Kevin Welding (he/him)
Kevin Welding is an Associate Scientist in the Department of Health, Behavior & Society and the Associate Director of the Institute for Global Tobacco Control. He received his PhD in Economics from University of California, Santa Barbara. Prior to joining the faculty in the Department of Health, Behavior & Society, Welding worked as a Senior Biostatistician at IGTC where he led the analysis of the Tobacco Pack Surveillance System (TPackSS) to study the pricing and marketing strategies of the tobacco industry in low- and middle-income countries. Welding's research broadly focuses on the surveillance and compliance of governments and corporations to international treaties and country-specific policies, respectively. His research includes investigations into the tobacco industry's use of packaging for marketing purposes, the strategic pricing of illicit and legal products, and the estimation of the size of illicit markets. Recently, he has evaluated how the emerging market of e-cigarettes has influenced consumer behavior and industry actions.
Xi Yin (she/her)
Xi Yin serves as the Coordinator of Non-communicable Disease Prevention and Health Promotion at the Western Pacific Regional Office of World Health Organization and as acting Team Lead for the Tobacco Free Initiative. She coordinates the region’s efforts aimed at preventing NCDs and injuries, including addressing behavioral risk factors such as unhealthy diet, tobacco and alcohol use. Before her current post, she served as the acting lead of the non-communicable disease team of the China Representative Office of WHO, promoting evidence-based interventions and strategies to address NCDs and their risk factors, with tobacco use being the focus.

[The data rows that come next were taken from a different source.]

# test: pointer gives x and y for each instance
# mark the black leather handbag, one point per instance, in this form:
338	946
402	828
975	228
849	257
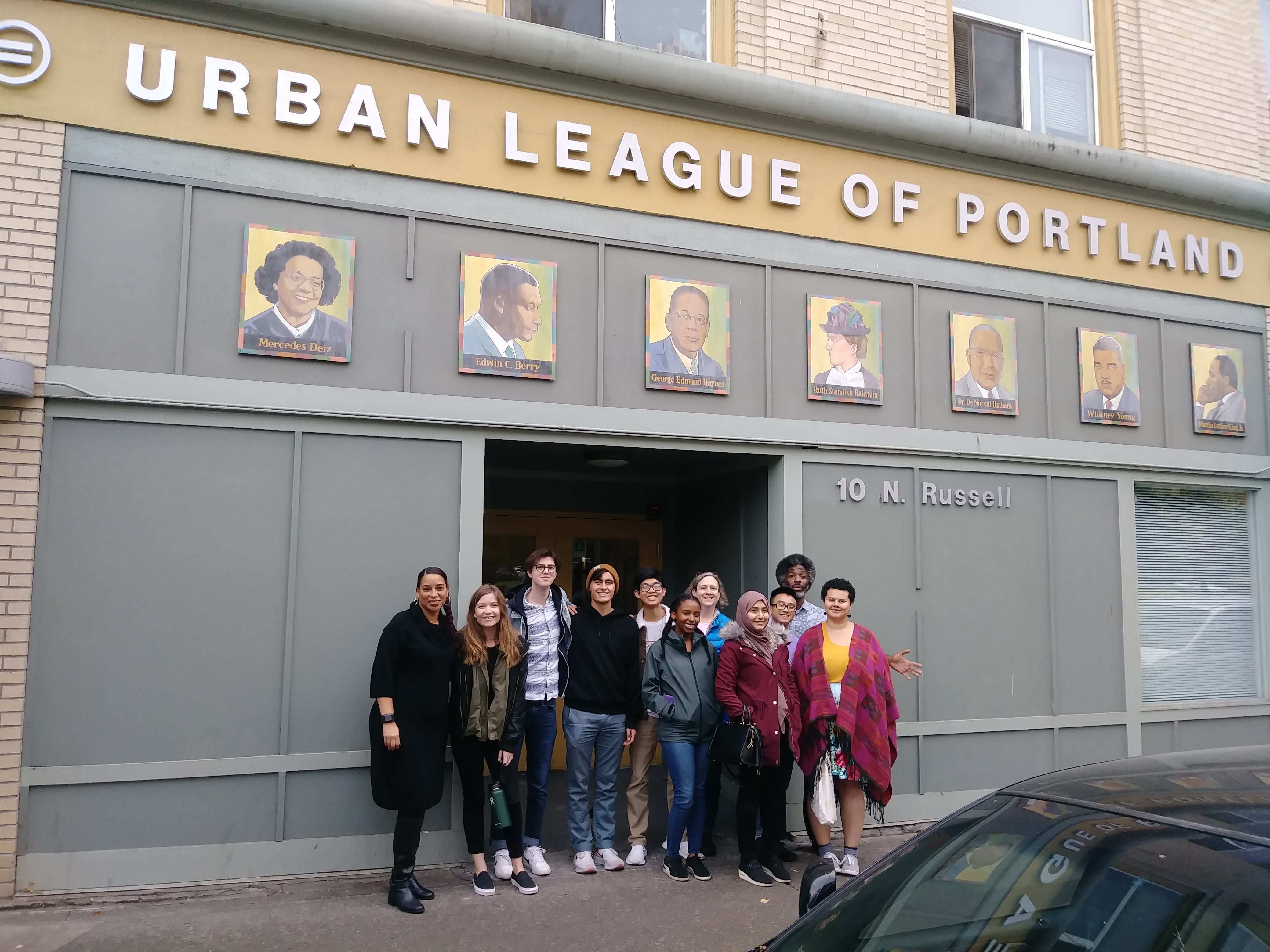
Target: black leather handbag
738	743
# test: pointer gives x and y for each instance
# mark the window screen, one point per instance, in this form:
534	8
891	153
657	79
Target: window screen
1197	611
1062	93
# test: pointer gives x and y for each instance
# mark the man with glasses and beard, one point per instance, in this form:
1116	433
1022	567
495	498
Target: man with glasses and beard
542	612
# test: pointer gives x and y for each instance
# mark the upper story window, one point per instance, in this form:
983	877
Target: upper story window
1025	64
667	26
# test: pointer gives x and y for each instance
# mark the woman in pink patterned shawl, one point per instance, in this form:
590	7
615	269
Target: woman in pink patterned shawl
849	715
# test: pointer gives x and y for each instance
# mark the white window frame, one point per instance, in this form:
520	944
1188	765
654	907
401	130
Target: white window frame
1025	36
610	28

Prior to joining the World Health Organization in 2019, Ms. Yin worked at the Campaign for Tobacco-Free Kids/Global Health Advocacy Incubator, a global public health and tobacco control advocacy organization. During her 12-year tenure, she led efforts in formulating and implementing advocacy strategies and programs to promote public health policies in East Asia and the Pacific. In China, Indonesia, the Philippines and other countries, Ms. Yin and her colleagues had worked closely with local governments, non-governmental organizations, and academic institutions to promote the adoption and implementation of tobacco control measures. She has organized health policy advocacy workshops and provided technical support for government and non-governmental organizations in China, Vietnam, Indonesia, Philippines, Kenya, Zambia, among others. Ms. Yin has carried out dozens of journalist trainings in countries to improve media capacity in covering health policy issues.